The Federal Aviation Administration today announced that it has finalized regulations on the commercial use of drones in U.S. airspace.
The official regulations, which will take effect in August, aren’t all that different from the restrictions businesses agreed to operate within as part of the Section 333 exemption formerly required for all commercial drone flights. The main difference is that businesses no longer need the exemption, which required a sometimes long and confusing application process
With that hurdle out of the way and a clear set of rules for commercial pilots to follow, the FAA and the U.S. Department of Transportation say the regulations open “pathways towards fully integrating [Unmanned Aerial Systems] into the nation’s airspace,” adding that the drone industry is expected to generate 100,000 jobs and $82 billion for the U.S. economy over the next 10 years.
“We are part of a new era in aviation, and the potential for unmanned aircraft will make it safer and easier to do certain jobs, gather information, and deploy disaster relief,” said U.S. Transportation Sec. Anthony Foxx in a prepared statement. “We look forward to working with the aviation community to support innovation, while maintaining our standards as the safest and most complex airspace in the world.”
While the new rules will be welcome with open arms by construction, surveying, and other private sector businesses, as well as DOTs, as of right now the current rules, which require the drone to remain within the operator’s direct line of sight, make it impossible for drone delivery services companies like Amazon are pushing for.
The following are the primary rules for operation under the new regulations:
- Drone must weigh 55 pounds or less.
- Must be flown at speeds less than 100 mph.
- Operator must ensure the drone stays within his/her visual line of sight (VLOS). Though the previous Section 333 rules allowed for a first-person flight camera to be used as long as the VLOS requirement was satisfied in other ways, the official ruling now says that the aircraft must “remain close enough to the remote pilot in command and the person manipulating the flight controls of the small UAS for those people to be capable of seeing the aircraft with vision unaided by any device other than corrective lenses.”
- Drones cannot be flown above 400 feet, as opposed to the 500 feet allowed under the previous rules.

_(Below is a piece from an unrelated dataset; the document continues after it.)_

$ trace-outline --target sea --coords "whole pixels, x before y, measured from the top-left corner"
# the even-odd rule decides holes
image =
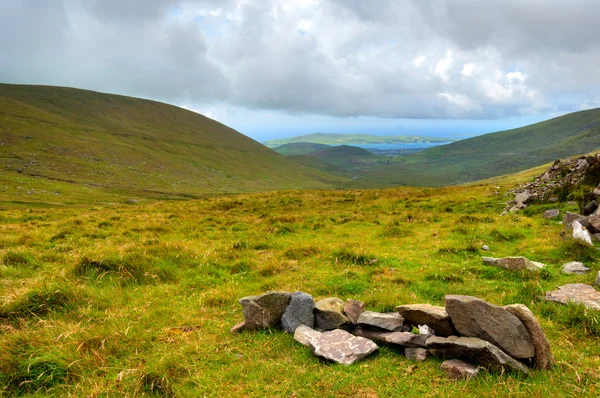
[[[366,149],[369,152],[383,156],[406,155],[423,151],[434,146],[446,145],[451,142],[407,142],[398,144],[347,144]]]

- Drone can only be flown when weather affords at least 3 miles visibility.
- Though a manned aircraft pilot’s license is not required, at least on person present during drone operation must hold a remote pilot airman certificate with a small UAS rating.
- Unlike the former restriction, the person actually holding the controls of the drone is not required to hold this remote pilot’s license. The only requirement on the operator is that he or she be 16 years old and have a certified remote pilot present to oversee operation.
- Though an airworthiness inspection is no longer required by the FAA, pilots are required to do a preflight check to ensure safe operation.
- No person may act as a remote pilot in command for more than one unmanned aircraft operation at one time.
- Drones may not be operated from moving vehicles or in any other “reckless” manner.
Some of these rules may be waived through an application process to the FAA if the operator can prove a flight can still be conducted in a safe manner. An online portal will be available to apply for these waivers in the coming months.
According to the FAA the required remote pilot certification will involving passing “an initial aeronautical knowledge test at an FAA-approved knowledge testing center or have an existing non-student Part 61 pilot certificate. If qualifying under the latter provision, a pilot must have completed a flight review in the previous 24 months and must take a UAS online training course provided by the FAA. The TSA will conduct a security background check of all remote pilot applications prior to issuance of a certificate.”